41:45 Transport cost is zero or negligible.
While we covered this a little in terms of how network bandwidth is not infinite, it’s also not free. Even if the network is entirely owned by you, every packet transmitted has a cost, in terms of time and maintenance to transmit it. If you are regularly and unnecessarily saturating the network, the administrators will often want to get better, more expensive hardware to deal with the load. If you are on a cloud provider, you are often charged directly for network use.
This means that you can’t ignore bandwidth costs in the design of your application. It’s entirely possible for an application to work perfectly and still generate bandwidth costs that make it too expensive to be worth using. This isn’t just restricted to your internal bandwidth – you need to be aware of what you are doing to client bandwidth.

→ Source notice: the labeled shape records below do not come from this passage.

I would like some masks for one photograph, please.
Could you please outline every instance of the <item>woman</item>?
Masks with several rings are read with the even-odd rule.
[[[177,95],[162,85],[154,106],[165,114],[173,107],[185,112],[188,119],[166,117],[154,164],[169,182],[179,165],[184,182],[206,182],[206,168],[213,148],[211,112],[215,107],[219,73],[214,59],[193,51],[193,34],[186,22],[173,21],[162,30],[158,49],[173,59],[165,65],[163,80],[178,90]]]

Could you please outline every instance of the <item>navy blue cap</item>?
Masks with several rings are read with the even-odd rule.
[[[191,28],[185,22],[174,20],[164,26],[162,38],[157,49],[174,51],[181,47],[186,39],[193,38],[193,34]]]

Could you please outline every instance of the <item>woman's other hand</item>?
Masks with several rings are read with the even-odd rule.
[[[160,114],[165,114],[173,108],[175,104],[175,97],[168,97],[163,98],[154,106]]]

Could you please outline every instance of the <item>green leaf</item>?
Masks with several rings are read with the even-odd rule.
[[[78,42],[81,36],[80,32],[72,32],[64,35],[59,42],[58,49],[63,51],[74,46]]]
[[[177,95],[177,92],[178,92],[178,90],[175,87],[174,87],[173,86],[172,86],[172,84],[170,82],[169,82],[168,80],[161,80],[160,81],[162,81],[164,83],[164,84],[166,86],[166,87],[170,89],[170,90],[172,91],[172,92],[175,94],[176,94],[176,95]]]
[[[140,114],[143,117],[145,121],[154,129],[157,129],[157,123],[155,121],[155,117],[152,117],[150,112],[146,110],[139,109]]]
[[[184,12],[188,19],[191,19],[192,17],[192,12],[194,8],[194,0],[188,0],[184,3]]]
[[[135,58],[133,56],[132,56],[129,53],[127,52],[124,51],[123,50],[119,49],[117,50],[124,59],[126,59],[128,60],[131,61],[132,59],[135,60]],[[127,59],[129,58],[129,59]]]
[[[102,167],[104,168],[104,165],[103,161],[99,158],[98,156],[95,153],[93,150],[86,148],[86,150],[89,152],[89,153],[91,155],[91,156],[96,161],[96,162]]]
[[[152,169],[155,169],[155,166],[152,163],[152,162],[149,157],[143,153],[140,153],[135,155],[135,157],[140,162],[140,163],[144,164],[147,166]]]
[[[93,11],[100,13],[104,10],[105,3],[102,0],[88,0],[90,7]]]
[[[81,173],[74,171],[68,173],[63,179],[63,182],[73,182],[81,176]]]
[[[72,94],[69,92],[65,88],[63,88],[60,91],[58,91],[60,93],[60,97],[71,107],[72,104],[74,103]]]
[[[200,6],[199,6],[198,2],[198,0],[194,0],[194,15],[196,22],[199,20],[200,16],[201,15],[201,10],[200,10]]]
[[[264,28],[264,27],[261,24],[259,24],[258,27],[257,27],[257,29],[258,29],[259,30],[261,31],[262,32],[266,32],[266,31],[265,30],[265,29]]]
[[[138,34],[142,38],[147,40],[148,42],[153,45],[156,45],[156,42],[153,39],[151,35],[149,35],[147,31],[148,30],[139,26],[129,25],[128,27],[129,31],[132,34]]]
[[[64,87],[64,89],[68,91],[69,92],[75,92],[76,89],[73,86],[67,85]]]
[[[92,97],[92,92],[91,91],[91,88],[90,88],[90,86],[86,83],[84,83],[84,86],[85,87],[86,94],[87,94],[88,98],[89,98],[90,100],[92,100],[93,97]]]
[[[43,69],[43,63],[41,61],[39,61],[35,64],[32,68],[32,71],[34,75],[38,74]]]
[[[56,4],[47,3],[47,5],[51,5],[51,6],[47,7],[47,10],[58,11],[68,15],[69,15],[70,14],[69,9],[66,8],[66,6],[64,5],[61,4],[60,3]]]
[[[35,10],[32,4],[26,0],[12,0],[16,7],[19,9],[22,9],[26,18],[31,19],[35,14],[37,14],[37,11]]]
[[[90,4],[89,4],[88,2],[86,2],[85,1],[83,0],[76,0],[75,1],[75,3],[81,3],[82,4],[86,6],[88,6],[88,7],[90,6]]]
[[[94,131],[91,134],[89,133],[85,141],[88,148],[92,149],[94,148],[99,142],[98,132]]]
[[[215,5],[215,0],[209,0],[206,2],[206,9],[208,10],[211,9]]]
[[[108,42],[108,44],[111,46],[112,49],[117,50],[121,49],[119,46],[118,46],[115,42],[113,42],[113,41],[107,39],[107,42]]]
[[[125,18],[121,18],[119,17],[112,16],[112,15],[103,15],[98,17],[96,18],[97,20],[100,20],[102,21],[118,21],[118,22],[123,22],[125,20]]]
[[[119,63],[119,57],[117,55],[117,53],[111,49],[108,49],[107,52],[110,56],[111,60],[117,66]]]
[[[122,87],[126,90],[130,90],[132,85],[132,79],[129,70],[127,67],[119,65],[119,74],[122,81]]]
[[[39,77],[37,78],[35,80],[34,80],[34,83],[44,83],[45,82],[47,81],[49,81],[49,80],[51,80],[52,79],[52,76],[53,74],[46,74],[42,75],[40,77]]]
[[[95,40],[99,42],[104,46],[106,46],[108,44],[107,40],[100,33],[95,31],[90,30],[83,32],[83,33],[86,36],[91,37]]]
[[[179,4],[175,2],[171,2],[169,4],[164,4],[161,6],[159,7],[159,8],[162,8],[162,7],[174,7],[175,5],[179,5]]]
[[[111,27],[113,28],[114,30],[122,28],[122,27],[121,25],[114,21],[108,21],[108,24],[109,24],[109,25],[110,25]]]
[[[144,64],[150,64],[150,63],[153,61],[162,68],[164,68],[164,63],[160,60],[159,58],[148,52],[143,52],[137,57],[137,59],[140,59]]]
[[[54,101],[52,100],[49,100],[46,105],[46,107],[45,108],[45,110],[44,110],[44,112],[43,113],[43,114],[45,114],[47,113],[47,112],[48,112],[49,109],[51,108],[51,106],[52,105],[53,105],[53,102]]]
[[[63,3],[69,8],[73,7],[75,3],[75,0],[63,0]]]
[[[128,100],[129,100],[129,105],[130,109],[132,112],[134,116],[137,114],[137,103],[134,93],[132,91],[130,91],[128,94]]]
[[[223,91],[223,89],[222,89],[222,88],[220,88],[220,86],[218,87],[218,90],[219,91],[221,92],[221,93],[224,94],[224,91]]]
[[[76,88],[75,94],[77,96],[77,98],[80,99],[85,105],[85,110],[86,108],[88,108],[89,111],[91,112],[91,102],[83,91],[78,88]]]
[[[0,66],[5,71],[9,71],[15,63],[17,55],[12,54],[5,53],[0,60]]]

45:35 The network is homogeneous.
You also can’t safely assume that cost, latency, bandwidth restrictions, and likelihood of network failure are the same throughout the network. Your code may well be running in different data centers. The speed between nodes in the data center may be fast, but the speed between may not. You may have clients that are occasionally or even regularly disconnected, like mobile users. There may be some slow links in the architecture for various reasons.
“Sometimes data centers have problems with their connections, all it takes is a back hoe”
There are a few things this implies. You have to code defensively around network errors, including complete failures and security issues. You cannot assume that any two network calls sent in order will complete in order. You have to consider carefully how your application’s network use may impact your clients. You don’t want to saturate a critical network with requests for something that isn’t critical.
How IoT is Making Distributed Computing Cool Again
Distributed Computing has historically been relegated to academia, military and large tech enterprises. Those distributed computing concepts will be critical to the success of internet of things initiatives. For example, Ford Motor Company’s invested $182.2 million into Pivotal, a cloud-based software and services company. This article talks about how the internet of things will bring distributed computing and how it handles data to the forefront of development.
Tricks of the Trade
Be careful of the implicit assumptions you make. This can be anything from assuming that a member of the other political party is necessarily hostile, to normalcy bias, wherein you think things will remain stable because they have been while you are looking. Pattern matching is generally helpful, except when a pattern is disrupted and you aren’t prepared for it.